If the two inputs of a binary operator do not match (either element type and/or vector length), Kernel Float will automatically perform **type promotion** (described on the page [Type Promotion](promotion)). This allows our example to be simplified to just:

```cpp
// Generate doubles
kf::vec<double, 5> a = {4.0, -100.0, 0.0, 0.5, -3.0};

// Generates [false, false, true, true, false]
kf::vec<bool, 5> result = (a >= 0.0) & (a <= 1.0);
```

## Mathematical functions

Many mathematical functions (like `log`, `sin`, `cos`) are also available; see the [API reference](../api) for the full list of functions.
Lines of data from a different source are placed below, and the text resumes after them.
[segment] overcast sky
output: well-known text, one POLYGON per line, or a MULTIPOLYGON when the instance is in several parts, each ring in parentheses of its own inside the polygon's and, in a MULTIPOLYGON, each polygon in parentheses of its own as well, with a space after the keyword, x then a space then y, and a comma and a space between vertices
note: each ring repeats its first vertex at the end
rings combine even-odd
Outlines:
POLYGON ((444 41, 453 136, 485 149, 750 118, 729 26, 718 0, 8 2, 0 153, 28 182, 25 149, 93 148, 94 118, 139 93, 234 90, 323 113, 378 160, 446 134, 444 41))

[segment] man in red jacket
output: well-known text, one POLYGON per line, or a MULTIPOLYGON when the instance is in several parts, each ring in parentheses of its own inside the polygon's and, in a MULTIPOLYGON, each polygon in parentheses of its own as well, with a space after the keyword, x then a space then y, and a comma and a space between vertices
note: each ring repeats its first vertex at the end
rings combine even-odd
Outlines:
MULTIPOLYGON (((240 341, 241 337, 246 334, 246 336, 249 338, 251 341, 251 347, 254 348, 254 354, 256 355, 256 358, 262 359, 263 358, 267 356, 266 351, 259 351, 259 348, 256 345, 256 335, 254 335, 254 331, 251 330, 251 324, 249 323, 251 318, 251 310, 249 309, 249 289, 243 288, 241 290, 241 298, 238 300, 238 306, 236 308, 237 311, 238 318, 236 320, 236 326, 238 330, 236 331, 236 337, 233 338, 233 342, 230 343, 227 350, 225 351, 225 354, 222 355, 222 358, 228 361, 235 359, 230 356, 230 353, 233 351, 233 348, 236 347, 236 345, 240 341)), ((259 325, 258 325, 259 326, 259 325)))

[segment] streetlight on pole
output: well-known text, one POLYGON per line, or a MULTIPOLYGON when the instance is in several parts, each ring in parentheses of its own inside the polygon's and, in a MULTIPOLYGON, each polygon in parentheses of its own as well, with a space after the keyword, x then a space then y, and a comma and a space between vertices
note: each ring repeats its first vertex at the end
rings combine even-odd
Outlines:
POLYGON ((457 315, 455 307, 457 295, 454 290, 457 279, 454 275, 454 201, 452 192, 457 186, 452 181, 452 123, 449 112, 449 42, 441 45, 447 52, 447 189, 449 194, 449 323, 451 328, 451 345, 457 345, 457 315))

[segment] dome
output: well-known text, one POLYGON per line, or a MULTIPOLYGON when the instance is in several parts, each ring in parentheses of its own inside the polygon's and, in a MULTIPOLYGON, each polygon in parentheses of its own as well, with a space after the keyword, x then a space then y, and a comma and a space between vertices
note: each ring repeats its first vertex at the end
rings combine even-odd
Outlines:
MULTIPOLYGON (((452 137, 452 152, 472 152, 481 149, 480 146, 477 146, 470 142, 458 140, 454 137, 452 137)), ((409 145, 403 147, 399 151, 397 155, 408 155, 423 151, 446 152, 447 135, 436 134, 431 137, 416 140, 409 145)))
These always work element-wise:

```cpp
// Input vector
kf::vec<float, 4> x = {0.0f, 1.0f, 2.0f, 3.0f};

// Gives [0.0, 0.84147098, 0.9092974, 0.14112001]
kf::vec<float, 4> a = kf::sin(x);

// Gives [1.0, 0.54030231, -0.41614684, -0.9899925]
kf::vec<float, 4> b = kf::cos(x);

// Gives [0.0, 1.0, 1.4142135, 1.7320508]
kf::vec<float, 4> c = kf::sqrt(x);

// Gives [1.0, 2.7182818, 7.3890561, 20.085537]
kf::vec<float, 4> d = kf::exp(x);

// Gives [0, 0, 0, 0]
kf::vec<bool, 4> e = kf::isnan(x);
```

In some cases, certain operations might not be natively supported by the platform for some floating-point types. In these cases, Kernel Float falls back to performing the operations in 32-bit precision.